Ce que nous avons fait

Nous avons recherché dans les bases de données d'études médicales jusqu'au 4 novembre 2020 les études dans lesquelles les personnes ont subi deux évaluations pour une suspicion de démence ou de DCL : une évaluation par télémédecine et une évaluation classique en face-à-face. Les deux évaluations ont été réalisées par des spécialistes et ont eu lieu à un mois d'intervalle. Pour l'évaluation par télémédecine, tous les contacts entre le patient et le spécialiste chargé du diagnostic devaient avoir lieu à distance, à l'aide des TIC, mais certaines des informations nécessaires à l'établissement du diagnostic pouvaient être recueillies par d'autres membres de l'équipe soignante qui voyaient le patient en personne. Nous avons ensuite évalué dans quelle mesure les résultats des évaluations de télémédecine concordaient avec les évaluations en face-à-face.

Ce que nous avons trouvé

Nous avons inclus trois études (136 participants) avec des personnes suspectées de démence. Une petite étude (16 participants) a été menée dans des foyers de vétérans aux États-Unis ; les deux autres études ont été menées dans des services communautaires en Australie. Elles ont tous utilisé des systèmes de vidéoconférence pour leurs évaluations par télémédecine. Les trois études visaient à établir un diagnostic de démence, mais une seule visait également à diagnostiquer la DCL. La qualité des études était généralement bonne. Dans deux études, les infirmiers qui ont vu les patients en personne ont joué un rôle important dans la collecte des informations utilisées dans les deux évaluations, ce qui pourrait biaiser ces études vers une concordance étroite entre les évaluations.

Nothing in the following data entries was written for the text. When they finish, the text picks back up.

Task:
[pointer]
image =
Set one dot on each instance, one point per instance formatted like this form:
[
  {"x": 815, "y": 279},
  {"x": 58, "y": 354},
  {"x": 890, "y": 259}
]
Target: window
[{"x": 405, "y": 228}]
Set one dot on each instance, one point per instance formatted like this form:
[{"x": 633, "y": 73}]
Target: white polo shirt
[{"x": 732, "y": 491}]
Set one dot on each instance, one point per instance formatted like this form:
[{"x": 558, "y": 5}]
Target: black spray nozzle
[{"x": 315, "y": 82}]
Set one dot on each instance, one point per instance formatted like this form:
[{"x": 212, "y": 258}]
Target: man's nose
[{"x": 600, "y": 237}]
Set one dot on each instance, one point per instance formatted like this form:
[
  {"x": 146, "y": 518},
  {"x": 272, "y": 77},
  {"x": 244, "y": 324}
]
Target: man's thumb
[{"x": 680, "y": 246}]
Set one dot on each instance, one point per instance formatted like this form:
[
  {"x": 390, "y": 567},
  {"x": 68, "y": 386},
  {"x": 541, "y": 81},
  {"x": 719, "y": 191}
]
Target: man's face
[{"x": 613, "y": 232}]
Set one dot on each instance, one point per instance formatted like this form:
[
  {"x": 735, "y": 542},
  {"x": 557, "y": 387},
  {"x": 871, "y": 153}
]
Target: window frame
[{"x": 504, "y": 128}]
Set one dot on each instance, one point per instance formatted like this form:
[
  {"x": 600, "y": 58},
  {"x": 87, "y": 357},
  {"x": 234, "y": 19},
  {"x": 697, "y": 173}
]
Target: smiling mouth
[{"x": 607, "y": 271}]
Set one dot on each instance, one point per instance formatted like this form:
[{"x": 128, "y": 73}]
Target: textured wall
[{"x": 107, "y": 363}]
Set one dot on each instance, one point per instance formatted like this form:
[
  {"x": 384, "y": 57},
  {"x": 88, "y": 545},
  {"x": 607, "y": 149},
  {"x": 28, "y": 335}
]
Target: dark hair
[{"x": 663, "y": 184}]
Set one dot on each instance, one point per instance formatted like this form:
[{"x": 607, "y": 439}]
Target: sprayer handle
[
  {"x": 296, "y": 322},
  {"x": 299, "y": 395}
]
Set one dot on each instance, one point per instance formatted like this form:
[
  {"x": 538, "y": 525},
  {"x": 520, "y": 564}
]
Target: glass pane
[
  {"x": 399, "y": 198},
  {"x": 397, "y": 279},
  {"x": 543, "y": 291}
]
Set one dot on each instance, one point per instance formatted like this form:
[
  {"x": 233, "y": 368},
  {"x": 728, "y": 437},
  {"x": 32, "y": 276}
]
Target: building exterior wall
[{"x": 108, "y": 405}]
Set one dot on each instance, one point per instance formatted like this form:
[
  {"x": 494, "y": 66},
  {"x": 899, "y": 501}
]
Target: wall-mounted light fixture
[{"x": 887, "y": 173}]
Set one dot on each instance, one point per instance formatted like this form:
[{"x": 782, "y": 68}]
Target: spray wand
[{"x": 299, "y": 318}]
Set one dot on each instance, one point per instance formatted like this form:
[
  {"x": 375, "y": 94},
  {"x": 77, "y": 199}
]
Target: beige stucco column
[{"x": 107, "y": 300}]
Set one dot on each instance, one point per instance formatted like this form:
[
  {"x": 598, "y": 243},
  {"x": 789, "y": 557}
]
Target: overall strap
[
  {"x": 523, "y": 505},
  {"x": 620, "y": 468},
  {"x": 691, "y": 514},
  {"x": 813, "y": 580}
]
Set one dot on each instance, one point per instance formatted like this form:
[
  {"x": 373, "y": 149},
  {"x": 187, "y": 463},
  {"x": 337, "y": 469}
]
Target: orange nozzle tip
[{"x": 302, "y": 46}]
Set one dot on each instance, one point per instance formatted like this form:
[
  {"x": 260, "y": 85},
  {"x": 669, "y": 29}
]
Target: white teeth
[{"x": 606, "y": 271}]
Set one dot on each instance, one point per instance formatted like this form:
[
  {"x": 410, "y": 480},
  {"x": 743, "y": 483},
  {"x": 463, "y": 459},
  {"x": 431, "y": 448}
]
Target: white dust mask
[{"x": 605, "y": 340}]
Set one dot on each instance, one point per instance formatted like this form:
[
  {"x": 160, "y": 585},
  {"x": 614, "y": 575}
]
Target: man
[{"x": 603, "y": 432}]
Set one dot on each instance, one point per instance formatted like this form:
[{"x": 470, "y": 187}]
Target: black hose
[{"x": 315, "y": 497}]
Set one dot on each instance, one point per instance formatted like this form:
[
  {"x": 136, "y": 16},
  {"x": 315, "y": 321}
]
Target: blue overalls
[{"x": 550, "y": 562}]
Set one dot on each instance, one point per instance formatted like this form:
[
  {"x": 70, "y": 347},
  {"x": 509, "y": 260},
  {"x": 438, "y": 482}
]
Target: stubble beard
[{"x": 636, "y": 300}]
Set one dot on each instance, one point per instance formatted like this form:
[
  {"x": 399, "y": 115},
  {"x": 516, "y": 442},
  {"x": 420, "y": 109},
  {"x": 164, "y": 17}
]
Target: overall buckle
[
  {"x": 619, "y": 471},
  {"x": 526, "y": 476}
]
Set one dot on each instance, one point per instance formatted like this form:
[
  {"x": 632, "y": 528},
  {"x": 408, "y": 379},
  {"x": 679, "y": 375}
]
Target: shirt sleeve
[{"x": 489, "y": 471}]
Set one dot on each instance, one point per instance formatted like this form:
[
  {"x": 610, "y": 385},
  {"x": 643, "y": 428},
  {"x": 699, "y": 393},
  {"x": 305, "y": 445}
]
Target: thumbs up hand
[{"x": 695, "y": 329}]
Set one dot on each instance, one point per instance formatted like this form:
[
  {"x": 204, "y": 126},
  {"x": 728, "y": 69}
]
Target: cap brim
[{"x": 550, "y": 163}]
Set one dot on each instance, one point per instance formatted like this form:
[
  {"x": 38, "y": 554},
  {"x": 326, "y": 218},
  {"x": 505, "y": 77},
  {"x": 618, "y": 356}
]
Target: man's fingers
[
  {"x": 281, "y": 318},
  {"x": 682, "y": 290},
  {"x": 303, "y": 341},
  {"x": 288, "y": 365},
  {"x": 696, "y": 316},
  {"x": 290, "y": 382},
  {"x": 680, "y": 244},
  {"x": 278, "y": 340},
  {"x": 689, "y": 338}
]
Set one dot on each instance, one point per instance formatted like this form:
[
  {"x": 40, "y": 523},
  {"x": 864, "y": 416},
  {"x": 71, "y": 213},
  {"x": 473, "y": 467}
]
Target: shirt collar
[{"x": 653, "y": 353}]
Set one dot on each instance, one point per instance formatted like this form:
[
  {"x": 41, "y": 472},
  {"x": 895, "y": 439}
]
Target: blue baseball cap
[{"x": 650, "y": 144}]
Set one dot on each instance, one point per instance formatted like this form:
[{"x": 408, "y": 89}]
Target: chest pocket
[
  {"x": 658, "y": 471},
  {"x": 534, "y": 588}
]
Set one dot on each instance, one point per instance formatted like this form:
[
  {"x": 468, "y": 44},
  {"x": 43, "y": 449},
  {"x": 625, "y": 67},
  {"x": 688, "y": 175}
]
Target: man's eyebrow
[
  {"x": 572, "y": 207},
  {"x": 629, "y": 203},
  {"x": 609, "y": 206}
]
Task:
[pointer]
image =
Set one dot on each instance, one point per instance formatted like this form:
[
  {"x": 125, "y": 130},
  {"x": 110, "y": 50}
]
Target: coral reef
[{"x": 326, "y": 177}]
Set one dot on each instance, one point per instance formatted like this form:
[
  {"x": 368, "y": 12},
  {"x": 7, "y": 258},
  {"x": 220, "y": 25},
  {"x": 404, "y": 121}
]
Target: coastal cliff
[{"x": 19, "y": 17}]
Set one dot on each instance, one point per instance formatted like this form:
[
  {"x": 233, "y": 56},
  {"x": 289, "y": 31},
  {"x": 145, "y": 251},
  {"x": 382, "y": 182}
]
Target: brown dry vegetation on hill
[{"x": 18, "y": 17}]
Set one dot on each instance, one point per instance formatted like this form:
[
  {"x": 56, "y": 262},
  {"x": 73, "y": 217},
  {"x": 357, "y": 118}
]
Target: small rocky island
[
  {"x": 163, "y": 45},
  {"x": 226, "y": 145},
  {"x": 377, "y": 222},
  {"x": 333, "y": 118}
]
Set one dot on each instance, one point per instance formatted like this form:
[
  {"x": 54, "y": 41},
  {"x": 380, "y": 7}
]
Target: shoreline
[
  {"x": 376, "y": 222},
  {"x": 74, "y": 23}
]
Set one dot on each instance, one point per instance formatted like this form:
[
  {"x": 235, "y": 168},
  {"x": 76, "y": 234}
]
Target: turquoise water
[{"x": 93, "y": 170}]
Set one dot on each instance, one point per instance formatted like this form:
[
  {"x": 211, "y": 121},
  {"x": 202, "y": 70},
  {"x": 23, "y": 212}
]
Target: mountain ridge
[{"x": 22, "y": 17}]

Les études ont montré que l'évaluation par télémédecine permettait d'identifier correctement 80 % à 100 % des personnes chez qui un diagnostic de démence avait été posé lors de l'évaluation en face-à-face, ainsi que 80 % à 100 % des personnes qui n'étaient pas atteintes de démence.

Une seule étude (100 participants) a tenté de diagnostiquer la DCL. Dans cette étude, 71 % des participants qui souffraient de DCL et 73 % des participants qui n'en souffraient pas ont été correctement identifiés grâce à l'évaluation par télémédecine.

Dans cette étude, l'évaluation par télémédecine a permis d'identifier correctement 97 % des participants qui étaient atteints soit de DCL, soit de démence, mais n'a permis d'identifier correctement que 22 % de ceux qui n'étaient atteints ni de l'un ni de l'autre, bien que, là encore, ce résultat soit très incertain en raison du très petit nombre de personnes dans cette catégorie.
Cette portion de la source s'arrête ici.